Director:
Jerzy Skolimowski
Producer:
Ewa Piaskowska, Jerzy Skolimowski, Eileen Tasca and Jeremy Thomas
Editor:
Agnieszka Glińska
Music:
Paweł Mykietyn
Screenplay:
Ewa Piaskowska and Jerzy Skolimowski
Director of Photography:
Michał Dymek
Told through vignettes, the film’s anchor is the anthropomorphic eyes of a donkey (played by six different equines named Taco, Ola, Marietta, Ettore, Rocco, and Mela) that senses its way through the wheels of fortune. These include helpless indenturement inside a mobile circus (under the care of wide-eyed Kasandra, played by Sandra Drzymalska, Sole 2019), heading full speed for a glue factory on Mateo’s (Mateusz Kościukiewicz) lorry, a fractious adventure with prodigal-son-turned-priest Vito (Lorenzo Zurzolo), and a peek inside the so-called good life in the bourgeois home of a bored housewife named The Countess (Isabelle Huppert).

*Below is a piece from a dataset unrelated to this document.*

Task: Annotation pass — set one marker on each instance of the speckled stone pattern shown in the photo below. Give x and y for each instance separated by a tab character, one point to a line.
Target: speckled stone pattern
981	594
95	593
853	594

To err is human, to forgive divine – and we are only left to guess what Eo – after seeing the best and worst of humanity – would do. A subtle reminder about the absolute cruelty of eating animals, Skolimowski’s chef d’oeuvre makes clear that we’re not so different from the most common beasts: we are born, briefly experience suffering and (if lucky) love, are unceremoniously exploited for our labour, and then we die.